By Barani Krishnan
Investing.com - Good job for the quarter, OPEC. Now, will Russia continue playing along with your cuts for the next two?
Crude oil prices notched their best quarterly gains in a decade on Friday, largely on aggressive production cuts by Saudi Arabia, Russia and their allies in the OPEC+ pact.
New York-traded West Texas Intermediate crude settled at $60.14 per barrel, advancing 1.4% for the day and 1.9% for the week. For the Jan. 1 to March 31 period it rose 33%. The last time WTI gained more for a quarter was during Q2 2009, when it rose about 40%.
London-traded Brent crude, the global oil benchmark, was at $67.67 per barrel by 2:44 PM ET (18:44 GMT), up almost 1% on the day and week. It rose 26% for the first quarter, also its best gain in 10 years.
OPEC production cuts aside, Friday's sentiment in oil was also helped by data showing a sixth-straight weekly fall in the U.S. oil rig count to a near-one-year low.
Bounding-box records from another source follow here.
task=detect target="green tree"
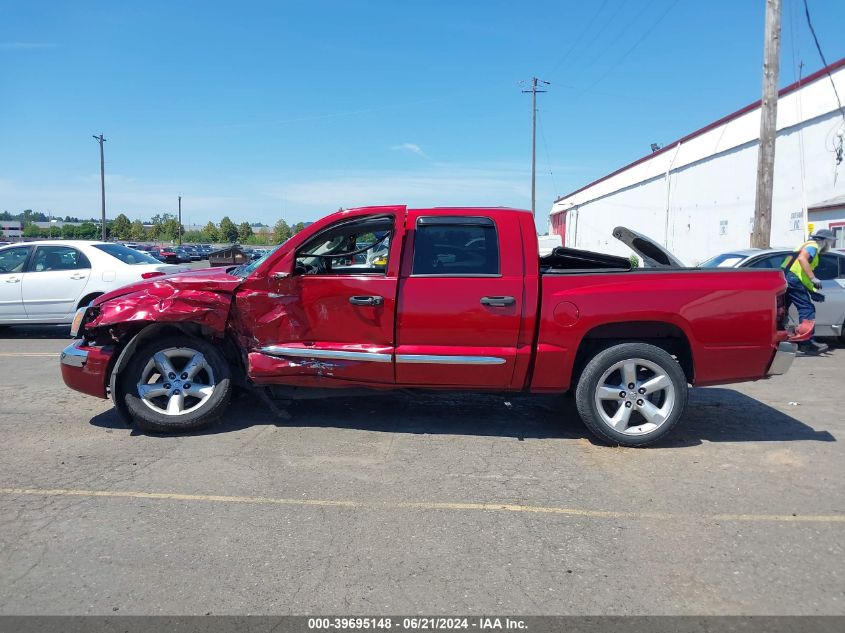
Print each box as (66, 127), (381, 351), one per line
(159, 214), (185, 242)
(111, 213), (132, 240)
(273, 220), (293, 244)
(219, 215), (238, 243)
(202, 222), (219, 242)
(129, 220), (147, 240)
(238, 222), (252, 244)
(76, 222), (100, 240)
(23, 222), (44, 237)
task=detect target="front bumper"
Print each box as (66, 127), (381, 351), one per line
(59, 340), (114, 398)
(766, 341), (798, 376)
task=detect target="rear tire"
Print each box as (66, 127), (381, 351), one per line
(575, 343), (689, 447)
(119, 336), (232, 433)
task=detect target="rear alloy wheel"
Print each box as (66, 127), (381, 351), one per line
(576, 343), (688, 446)
(120, 337), (232, 432)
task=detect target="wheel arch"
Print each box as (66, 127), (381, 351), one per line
(572, 321), (695, 385)
(109, 322), (246, 424)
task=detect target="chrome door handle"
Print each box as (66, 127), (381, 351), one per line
(481, 297), (516, 308)
(349, 295), (384, 306)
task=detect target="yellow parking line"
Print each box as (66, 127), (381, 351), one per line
(0, 488), (845, 523)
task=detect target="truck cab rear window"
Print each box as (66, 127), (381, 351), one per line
(411, 217), (499, 277)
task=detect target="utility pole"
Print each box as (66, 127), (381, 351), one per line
(522, 77), (551, 216)
(93, 134), (106, 242)
(751, 0), (781, 248)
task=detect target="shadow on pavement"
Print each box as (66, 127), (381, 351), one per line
(91, 388), (836, 448)
(0, 323), (71, 341)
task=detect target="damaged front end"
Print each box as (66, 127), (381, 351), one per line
(60, 269), (241, 400)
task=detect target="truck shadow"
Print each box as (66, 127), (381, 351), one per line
(91, 388), (836, 448)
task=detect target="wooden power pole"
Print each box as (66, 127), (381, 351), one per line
(751, 0), (781, 248)
(522, 77), (549, 215)
(94, 134), (106, 242)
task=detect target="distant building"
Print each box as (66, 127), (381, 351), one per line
(549, 59), (845, 265)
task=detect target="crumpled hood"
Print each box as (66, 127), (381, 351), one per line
(85, 268), (243, 335)
(92, 267), (243, 306)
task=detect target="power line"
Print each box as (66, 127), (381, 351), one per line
(522, 77), (549, 216)
(804, 0), (845, 120)
(577, 0), (680, 97)
(92, 133), (106, 242)
(549, 0), (618, 74)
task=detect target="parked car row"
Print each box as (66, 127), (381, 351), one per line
(0, 240), (188, 325)
(123, 242), (215, 264)
(701, 248), (845, 343)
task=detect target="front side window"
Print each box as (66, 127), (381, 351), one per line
(0, 246), (29, 275)
(29, 246), (91, 273)
(748, 253), (792, 268)
(411, 216), (499, 277)
(294, 216), (394, 275)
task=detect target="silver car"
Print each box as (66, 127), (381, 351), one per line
(701, 248), (845, 344)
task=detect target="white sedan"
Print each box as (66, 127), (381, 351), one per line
(0, 240), (187, 325)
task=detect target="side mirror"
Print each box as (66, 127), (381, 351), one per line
(270, 251), (295, 281)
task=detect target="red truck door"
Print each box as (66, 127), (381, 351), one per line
(396, 210), (524, 389)
(238, 207), (405, 386)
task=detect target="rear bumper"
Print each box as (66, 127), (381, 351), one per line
(766, 341), (798, 376)
(59, 340), (114, 398)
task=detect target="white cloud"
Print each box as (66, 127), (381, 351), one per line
(390, 143), (428, 158)
(0, 162), (564, 228)
(263, 165), (530, 210)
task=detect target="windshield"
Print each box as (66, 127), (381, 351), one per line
(94, 244), (161, 266)
(230, 244), (281, 277)
(699, 253), (746, 268)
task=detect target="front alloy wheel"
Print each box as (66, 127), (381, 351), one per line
(119, 337), (232, 433)
(137, 347), (217, 416)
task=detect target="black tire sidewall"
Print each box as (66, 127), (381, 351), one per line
(575, 343), (689, 447)
(120, 336), (232, 433)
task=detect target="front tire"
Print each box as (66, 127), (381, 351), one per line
(575, 343), (689, 447)
(120, 336), (232, 433)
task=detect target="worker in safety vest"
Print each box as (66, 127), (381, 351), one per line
(783, 229), (835, 354)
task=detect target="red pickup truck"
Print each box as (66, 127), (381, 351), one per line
(61, 206), (795, 446)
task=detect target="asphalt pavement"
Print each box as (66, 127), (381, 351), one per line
(0, 327), (845, 615)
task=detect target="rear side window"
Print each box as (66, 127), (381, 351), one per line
(411, 216), (499, 277)
(813, 255), (839, 281)
(0, 246), (29, 275)
(29, 246), (91, 273)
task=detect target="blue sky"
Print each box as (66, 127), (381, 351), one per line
(0, 0), (845, 232)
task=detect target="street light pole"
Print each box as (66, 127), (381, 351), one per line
(93, 134), (106, 242)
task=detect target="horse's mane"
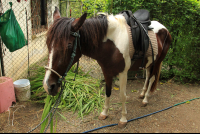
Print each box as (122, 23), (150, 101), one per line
(46, 14), (108, 54)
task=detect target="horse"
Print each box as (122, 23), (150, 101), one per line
(43, 7), (172, 128)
Goldman Sachs (NYSE:GS) showed earlier this week that U.S. oil drillers were under-hedging their production for 2020 despite this year's rally, explaining their falling rig counts and production of late.
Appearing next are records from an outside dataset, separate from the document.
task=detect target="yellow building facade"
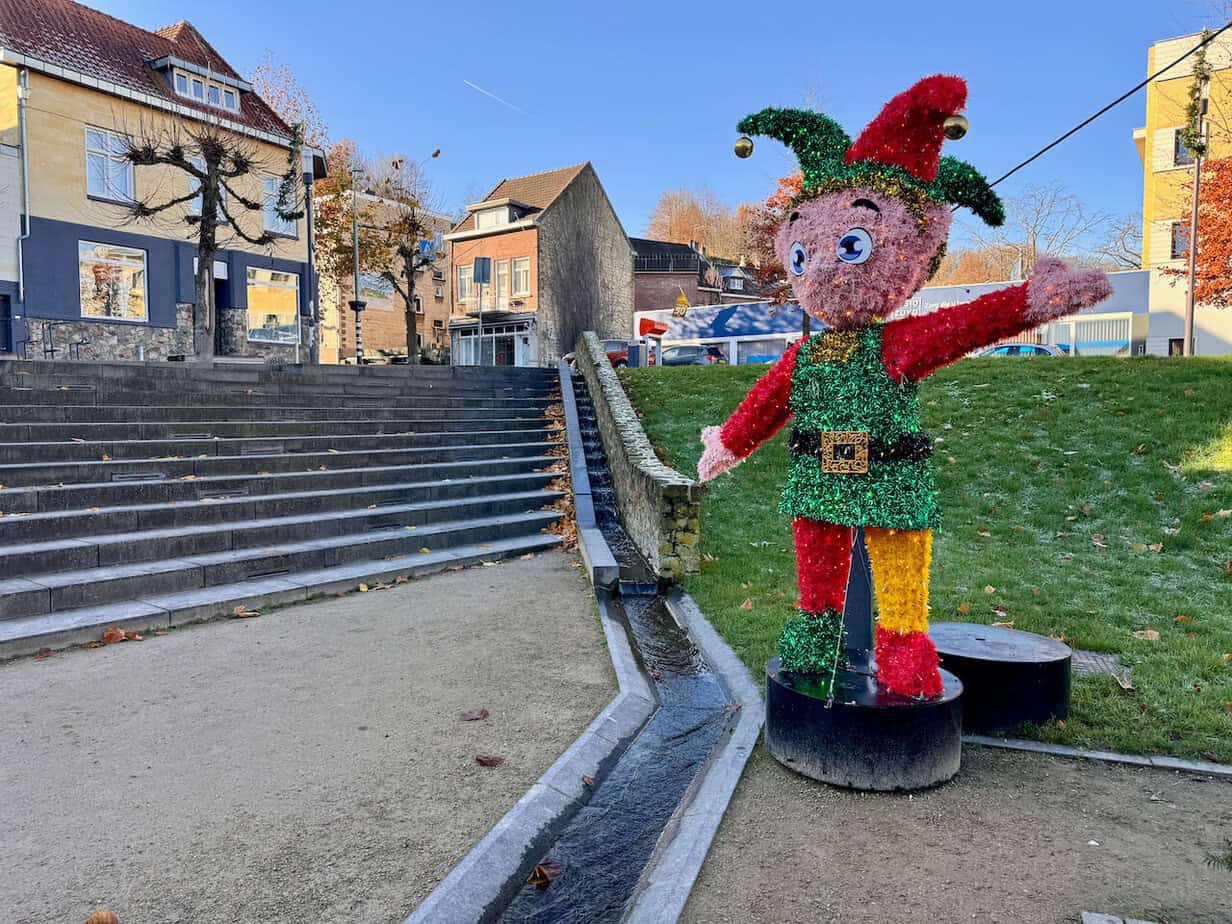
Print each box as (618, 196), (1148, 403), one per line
(1133, 33), (1232, 355)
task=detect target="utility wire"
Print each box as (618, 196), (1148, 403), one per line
(988, 20), (1232, 186)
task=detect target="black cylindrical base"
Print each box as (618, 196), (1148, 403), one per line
(765, 658), (962, 791)
(929, 622), (1072, 733)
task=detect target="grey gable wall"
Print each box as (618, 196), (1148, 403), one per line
(538, 164), (633, 365)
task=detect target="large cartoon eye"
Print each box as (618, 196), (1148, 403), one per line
(838, 228), (872, 264)
(787, 240), (808, 276)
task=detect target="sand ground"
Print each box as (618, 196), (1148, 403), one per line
(0, 552), (616, 924)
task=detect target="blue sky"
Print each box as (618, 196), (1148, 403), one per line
(103, 0), (1217, 243)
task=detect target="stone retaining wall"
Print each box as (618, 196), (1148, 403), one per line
(26, 304), (192, 362)
(577, 330), (703, 580)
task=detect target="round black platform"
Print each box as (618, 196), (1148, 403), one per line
(929, 622), (1072, 732)
(765, 658), (962, 790)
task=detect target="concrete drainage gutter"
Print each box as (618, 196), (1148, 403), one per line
(405, 363), (764, 924)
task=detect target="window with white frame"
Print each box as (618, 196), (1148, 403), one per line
(262, 176), (296, 238)
(514, 256), (531, 297)
(78, 240), (148, 322)
(188, 158), (227, 222)
(248, 266), (299, 345)
(496, 260), (509, 303)
(171, 70), (239, 112)
(85, 127), (134, 202)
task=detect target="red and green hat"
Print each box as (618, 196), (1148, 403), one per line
(737, 74), (1005, 225)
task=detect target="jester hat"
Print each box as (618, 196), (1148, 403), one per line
(737, 74), (1005, 225)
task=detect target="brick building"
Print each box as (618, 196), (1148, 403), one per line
(320, 195), (453, 362)
(445, 163), (633, 366)
(628, 238), (763, 312)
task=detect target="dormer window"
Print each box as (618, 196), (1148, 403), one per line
(171, 70), (239, 112)
(474, 206), (513, 230)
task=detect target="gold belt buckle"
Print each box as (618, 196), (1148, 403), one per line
(821, 430), (869, 474)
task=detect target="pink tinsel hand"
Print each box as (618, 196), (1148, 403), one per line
(697, 426), (740, 482)
(1025, 256), (1112, 324)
The first quarter rebound in commodity prices and investments could extend to the coming months as the sector gets its traditional boost during the final stages of the global economic cycle, Reuters said in a report on Friday.
Despite that, there are questions on how much longer the rally in oil could continue, with speculation that Russia may not be agreeable to extending OPEC's production cuts beyond September when the group meets in June.
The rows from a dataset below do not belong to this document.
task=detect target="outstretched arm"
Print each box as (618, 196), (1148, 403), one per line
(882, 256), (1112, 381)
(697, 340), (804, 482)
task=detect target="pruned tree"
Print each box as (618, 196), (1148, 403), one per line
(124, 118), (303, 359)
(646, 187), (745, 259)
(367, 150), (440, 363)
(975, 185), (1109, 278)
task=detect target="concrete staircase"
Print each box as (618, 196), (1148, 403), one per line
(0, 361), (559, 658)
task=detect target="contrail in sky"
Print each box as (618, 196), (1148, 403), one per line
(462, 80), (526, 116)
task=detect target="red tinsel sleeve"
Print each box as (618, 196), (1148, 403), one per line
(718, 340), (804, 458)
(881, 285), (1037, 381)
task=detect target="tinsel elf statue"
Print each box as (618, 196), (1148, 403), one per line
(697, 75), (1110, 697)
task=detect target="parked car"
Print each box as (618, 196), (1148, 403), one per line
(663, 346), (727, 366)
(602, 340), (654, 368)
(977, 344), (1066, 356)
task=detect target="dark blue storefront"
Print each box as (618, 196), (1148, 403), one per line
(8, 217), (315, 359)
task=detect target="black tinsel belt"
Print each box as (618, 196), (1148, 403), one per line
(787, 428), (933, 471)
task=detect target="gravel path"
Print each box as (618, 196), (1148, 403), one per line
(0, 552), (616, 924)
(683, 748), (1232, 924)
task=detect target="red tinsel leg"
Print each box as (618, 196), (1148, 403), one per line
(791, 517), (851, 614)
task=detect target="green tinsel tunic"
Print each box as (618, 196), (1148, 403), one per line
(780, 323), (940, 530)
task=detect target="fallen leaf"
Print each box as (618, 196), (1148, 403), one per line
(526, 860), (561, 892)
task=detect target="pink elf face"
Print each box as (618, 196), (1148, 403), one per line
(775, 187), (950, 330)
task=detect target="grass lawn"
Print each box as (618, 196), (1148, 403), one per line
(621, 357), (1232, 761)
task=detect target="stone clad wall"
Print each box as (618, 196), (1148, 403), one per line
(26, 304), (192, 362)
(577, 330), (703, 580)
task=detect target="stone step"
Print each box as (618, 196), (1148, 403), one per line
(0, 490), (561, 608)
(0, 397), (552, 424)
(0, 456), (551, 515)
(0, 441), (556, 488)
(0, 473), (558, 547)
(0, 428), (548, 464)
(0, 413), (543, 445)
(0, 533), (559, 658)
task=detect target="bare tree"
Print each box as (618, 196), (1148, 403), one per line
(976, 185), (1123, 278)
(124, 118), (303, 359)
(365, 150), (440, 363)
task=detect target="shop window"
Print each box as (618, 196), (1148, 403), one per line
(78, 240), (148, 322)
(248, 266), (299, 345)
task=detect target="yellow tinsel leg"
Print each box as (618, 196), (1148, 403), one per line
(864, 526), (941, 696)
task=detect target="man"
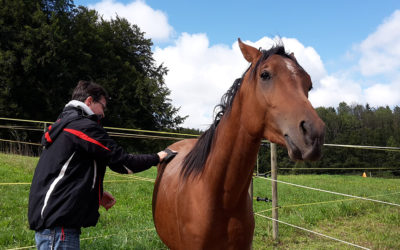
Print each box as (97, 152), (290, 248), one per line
(28, 81), (174, 249)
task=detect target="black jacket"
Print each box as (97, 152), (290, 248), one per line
(28, 102), (160, 230)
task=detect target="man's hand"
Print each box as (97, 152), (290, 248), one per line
(100, 191), (116, 211)
(158, 148), (178, 163)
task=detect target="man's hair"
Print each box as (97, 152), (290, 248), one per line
(72, 80), (108, 102)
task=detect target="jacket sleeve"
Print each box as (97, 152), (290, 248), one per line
(66, 123), (160, 174)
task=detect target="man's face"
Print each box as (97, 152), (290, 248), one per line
(86, 96), (107, 118)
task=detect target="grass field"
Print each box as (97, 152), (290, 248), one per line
(0, 154), (400, 249)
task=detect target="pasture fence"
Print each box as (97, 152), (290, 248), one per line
(0, 118), (400, 249)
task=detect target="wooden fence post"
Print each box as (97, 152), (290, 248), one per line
(271, 143), (278, 241)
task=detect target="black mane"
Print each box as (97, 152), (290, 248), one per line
(181, 43), (297, 178)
While the Saudis need oil to be ideally at $80 a barrel and above for their budget, the Russians are said to be content with $55, giving them reason to sell more crude at current prices than restrict exports to get higher prices.
President Donald Trump's urging this week that OPEC raise production to cool oil prices, which he described as "too high," may also be also turning the screws on the group, although the Saudis are unlikely to give in to the president as they did a year ago when they turned the spigots on and he signed away generous waivers on Iranian oil sanctions on top of that to flood the market with oil.
"There is a direct contradiction between the president’s electoral strategy, which assumes prices below $70, and Saudi Arabia’s economic and political strategy, which needs prices well above $70," Reuters oil columnist John Kemp said in an article on Friday.
Commodity funds that plowed into oil in the first quarter, or were at least enticed by its gains, also seem to be turning somewhat cautious on price prospects for Q2 and Q3.
The transition comes amid growing fears of a U.S. recession and economic slowdown from China to Europe that could offset the bullish picture rising from the combination of OPEC cuts, falling U.S. production and additional squeeze on global supplies from Trump's sanctions on Iran, as well as Venezuela.
"We are slightly bullish on oil, but not enough to own it," said Matthew Tuttle, founder of the $600 million Tuttle Tactical Management fund in Riverside, Conn.